April 17, 2009 in Features

Polishing up for Polish works

Symphony set to serve up some seldom-played music
Travis Rivers Correspondent
 
Courtesy of the Spokane Symphony photo

Matuesz Wolski will perform two Polish works in concerts this weekend. Courtesy of the Spokane Symphony
(Full-size photo)

If you go

Spokane Symphony, with violin soloist Mateusz Wolski and guest conductor Michal Nesterowicz

When: Saturday, 8 p.m.; repeated Sunday at 3 p.m.

Where: Martin Woldson Theater at The Fox, 1001 W. Sprague Ave.

Cost: Saturday, $22 to $44; Sunday, $18 to $41

Call: The Fox ticket office (509-624-1200) or TicketsWest outlets (509-325-SEAT, 800-325-SEAT, www.ticketswest.com)

Poland might as well be Pluto for most American concertgoers.

Certainly, classical audiences here know the music of Chopin and maybe one or two of the violin concertos of Wieniawski. But that is where most American listeners’ knowledge of Polish music stops.

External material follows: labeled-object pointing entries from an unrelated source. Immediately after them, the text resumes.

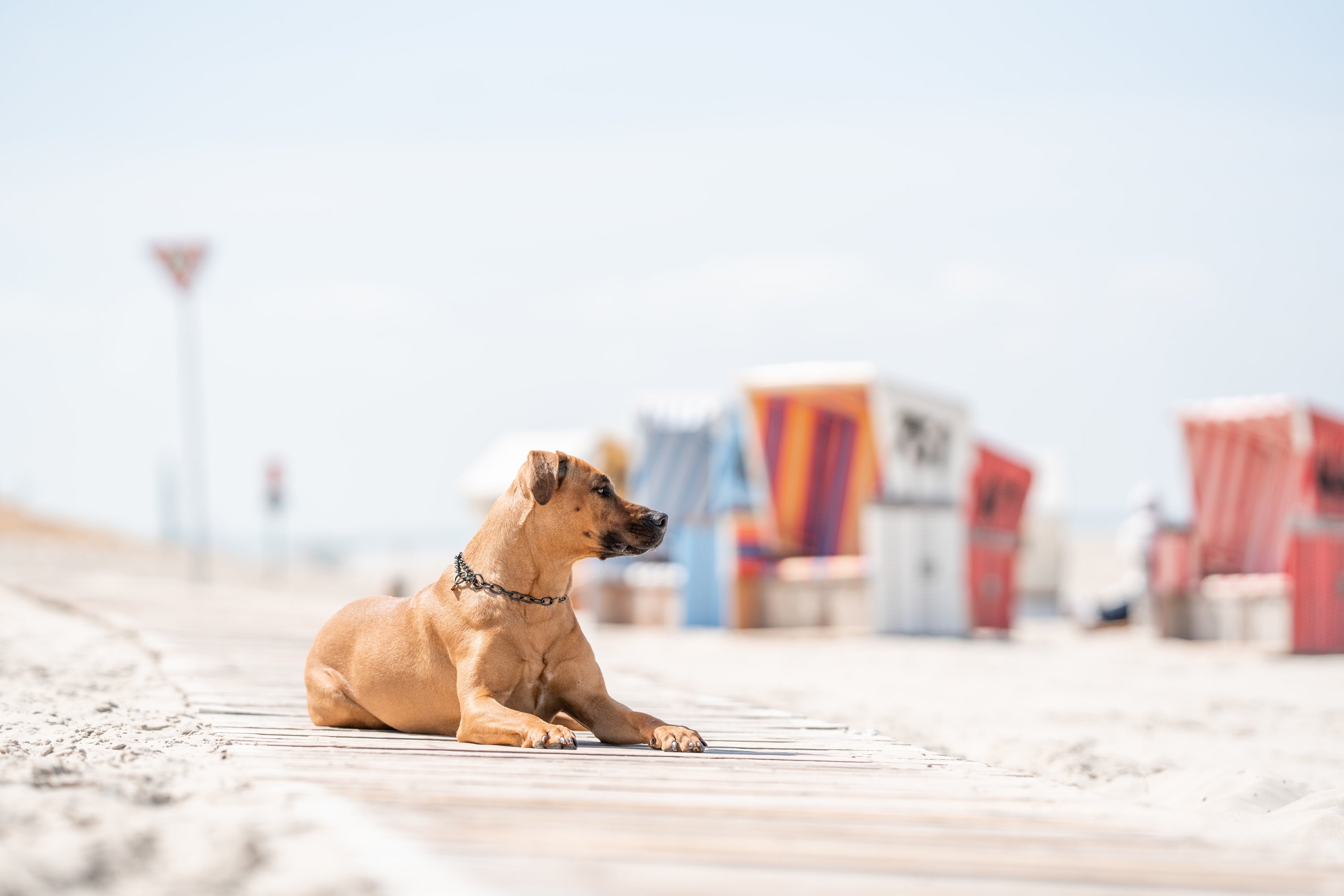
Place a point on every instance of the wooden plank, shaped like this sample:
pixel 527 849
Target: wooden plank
pixel 780 802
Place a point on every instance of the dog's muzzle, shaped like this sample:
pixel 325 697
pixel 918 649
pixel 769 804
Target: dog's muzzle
pixel 643 535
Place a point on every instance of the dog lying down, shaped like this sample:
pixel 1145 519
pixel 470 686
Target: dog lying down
pixel 492 652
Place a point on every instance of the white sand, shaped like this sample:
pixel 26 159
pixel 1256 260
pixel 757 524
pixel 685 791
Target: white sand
pixel 109 784
pixel 1236 743
pixel 1228 742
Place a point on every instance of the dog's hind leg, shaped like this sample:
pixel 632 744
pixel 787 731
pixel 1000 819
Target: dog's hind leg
pixel 330 702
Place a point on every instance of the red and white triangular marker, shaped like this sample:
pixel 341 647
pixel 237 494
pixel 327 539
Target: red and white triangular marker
pixel 181 260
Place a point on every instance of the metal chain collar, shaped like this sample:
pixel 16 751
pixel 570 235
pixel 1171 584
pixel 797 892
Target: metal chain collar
pixel 475 582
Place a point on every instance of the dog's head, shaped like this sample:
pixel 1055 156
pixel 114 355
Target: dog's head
pixel 577 510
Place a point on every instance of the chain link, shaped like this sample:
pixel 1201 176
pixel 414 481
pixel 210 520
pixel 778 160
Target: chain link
pixel 475 582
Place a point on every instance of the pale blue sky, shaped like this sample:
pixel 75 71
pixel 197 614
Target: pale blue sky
pixel 431 225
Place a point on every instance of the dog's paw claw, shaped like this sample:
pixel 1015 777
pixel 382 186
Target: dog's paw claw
pixel 553 738
pixel 676 739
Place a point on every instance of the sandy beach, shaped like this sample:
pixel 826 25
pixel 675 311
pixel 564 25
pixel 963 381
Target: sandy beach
pixel 112 784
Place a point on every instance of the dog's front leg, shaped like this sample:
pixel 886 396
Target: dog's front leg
pixel 582 690
pixel 487 720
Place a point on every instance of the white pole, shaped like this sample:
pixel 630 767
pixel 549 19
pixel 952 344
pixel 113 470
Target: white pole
pixel 193 432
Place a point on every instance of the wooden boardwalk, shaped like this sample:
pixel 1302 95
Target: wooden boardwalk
pixel 779 804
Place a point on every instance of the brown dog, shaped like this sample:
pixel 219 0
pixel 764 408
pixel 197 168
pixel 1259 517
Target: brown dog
pixel 453 660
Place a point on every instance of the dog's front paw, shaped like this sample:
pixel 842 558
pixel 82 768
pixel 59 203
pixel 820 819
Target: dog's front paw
pixel 676 739
pixel 545 737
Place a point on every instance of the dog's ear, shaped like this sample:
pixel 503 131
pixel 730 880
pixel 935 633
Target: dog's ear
pixel 542 475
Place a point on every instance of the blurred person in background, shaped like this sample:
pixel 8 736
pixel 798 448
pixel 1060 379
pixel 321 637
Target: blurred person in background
pixel 1135 536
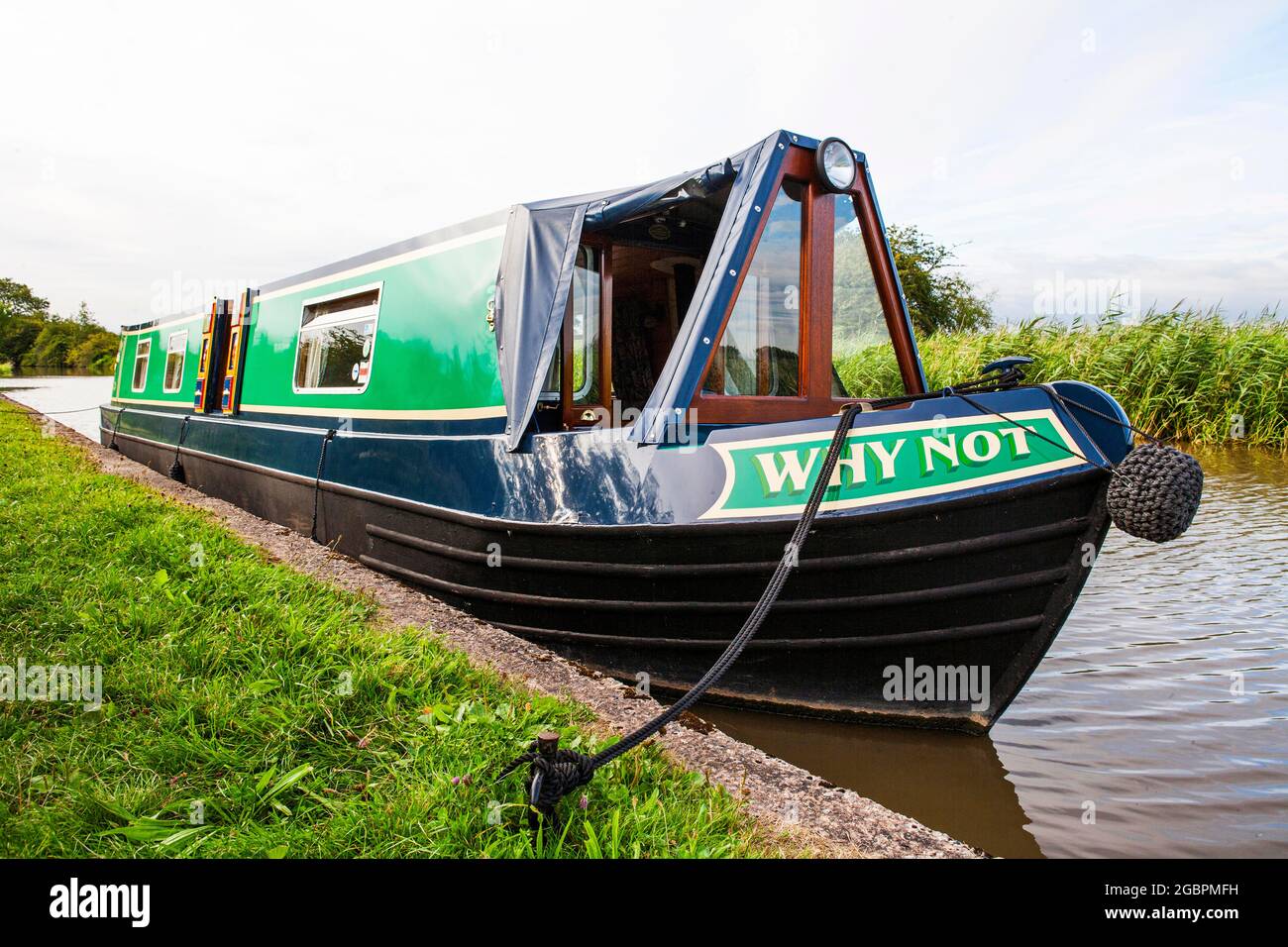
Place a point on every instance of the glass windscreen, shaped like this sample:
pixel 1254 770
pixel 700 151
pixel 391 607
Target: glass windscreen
pixel 759 352
pixel 863 360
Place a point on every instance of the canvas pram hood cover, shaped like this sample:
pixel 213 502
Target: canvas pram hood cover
pixel 539 258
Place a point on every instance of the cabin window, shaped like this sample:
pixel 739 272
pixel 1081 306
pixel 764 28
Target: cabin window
pixel 863 357
pixel 759 352
pixel 585 328
pixel 142 352
pixel 175 352
pixel 336 342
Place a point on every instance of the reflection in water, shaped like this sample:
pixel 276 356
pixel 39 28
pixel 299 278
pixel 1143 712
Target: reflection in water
pixel 75 397
pixel 1163 702
pixel 951 781
pixel 1160 709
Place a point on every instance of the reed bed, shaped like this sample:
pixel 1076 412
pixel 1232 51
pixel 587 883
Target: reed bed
pixel 1183 373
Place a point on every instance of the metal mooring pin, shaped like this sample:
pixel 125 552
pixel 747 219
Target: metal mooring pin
pixel 548 745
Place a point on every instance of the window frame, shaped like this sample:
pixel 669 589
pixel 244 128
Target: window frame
pixel 147 363
pixel 374 309
pixel 815 397
pixel 574 412
pixel 183 361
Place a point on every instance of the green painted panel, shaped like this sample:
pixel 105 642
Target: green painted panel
pixel 123 385
pixel 896 462
pixel 433 348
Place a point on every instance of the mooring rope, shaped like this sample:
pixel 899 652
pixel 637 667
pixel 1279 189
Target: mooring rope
pixel 176 466
pixel 111 442
pixel 558 772
pixel 317 483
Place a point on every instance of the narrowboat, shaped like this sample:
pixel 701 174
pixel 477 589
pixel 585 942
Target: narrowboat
pixel 595 420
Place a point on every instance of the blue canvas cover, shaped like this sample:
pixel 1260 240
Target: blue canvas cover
pixel 537 263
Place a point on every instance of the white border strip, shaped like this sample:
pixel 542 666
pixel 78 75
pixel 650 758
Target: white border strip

The Spokane Symphony will feature violin soloist Mateusz Wolski performing two seldom-played Polish works, with guest conductor Michal Nesterowicz, in concerts Saturday and Sunday.

The program includes the Violin Concerto by Mieczyslaw Karlowicz and Witold Lutoslawski’s “Venetian Games,” along with Tchaikovsky’s frequently played Symphony No. 5.

Nesterowicz, music director of the Orquestra Sinfonica de Chile in Santiago, studied violin and conducting at the Academy of Music at Wroclaw, Poland. After winning a number of conducting competitions, at age 29 he became the music director of the Baltic Philharmonic at Gdansk. In 2008, he was appointed to his current position in Santiago.

He has made a number of recordings of film music and an album of vocal works by Respighi with the celebrated contralto Ewa Podles.

Wolski, ending his second season as Spokane Symphony concertmaster, grew up in Warsaw and later studied chamber music with members of the Amadeus Quartet in London.

He came to the United States in 1996 as a scholarship student at the Manhattan School of Music and completed his bachelor’s and master’s degrees there as a student of New York Philharmonic concertmaster Glenn Dicterow.

In addition to serving as the symphony’s concertmaster, Wolski is also the first violinist of the Spokane String Quartet.

“Most people here in the States don’t know much Polish music because Poland has been so chaotic politically for a very long time,” he says. “It’s only when a Polish composer becomes famous in some other place, like Chopin did in Paris, or Wieniawski did in western Europe and even the United States, that the rest of the world knows their music.”

Lutoslawski, whose music was far too radical for the Polish regime of the Soviet period, did constant battle with the government, sometimes resorting to writing under a pseudonym.

His work became well known outside Poland through performances brought on by composition prizes and performances in western Europe and the U.S.. His “Venetian Games” was written for the Cracow Philharmonic’s performance at the Venice Bienniale in 1961.

“Venetian Games” even has a Spokane connection. Spokane musicologist and manuscript collector Hans Moldenhauer owned seven pages of preliminary sketches and diagrams of the work, which are now in the Rosaleen Moldenhauer Memorial collection at the Library of Congress.

Karlowicz, born in 1876, was the son of a cosmopolitan family of academics. He grew up spending time in Dresden, Heidelberg and Prague, and he finished his music studies in Berlin.

The composer returned to Warsaw, directed an orchestra there, and organized publications and concert series promoting music by young Polish composers. But he loved skiing, hiking and photography and moved to the resort town of Zakopane at the foot of the Tatra Mountains that separate Poland from Slovakia.

When he was only 32, Karlowicz was killed by an avalanche while hiking. He is well known in Poland though, until recently, rarely performed outside the country.

“When I was first starting to play the violin, and I heard Karlowicz’s Concerto, I immediately wanted to become good enough to play it,” says Wolski. “The melodies are so romantically beautiful, and technically it is very, very demanding. In some ways it is like the Tchaikovsky Concerto.

“After he finished this violin concerto, he wrote a number of very beautiful songs and symphonic poems,” Wolski adds. “But his music is still not much known outside Poland.

“In a way, his music is like Spokane itself. It’s a beautiful, well-kept secret.”

Julian Gomez Giraldo, director of orchestras at Eastern Washington University, will discuss the music on this weekend’s concerts one hour before the performance as a part of the Gladys Brooks Pre-Concert Talks series.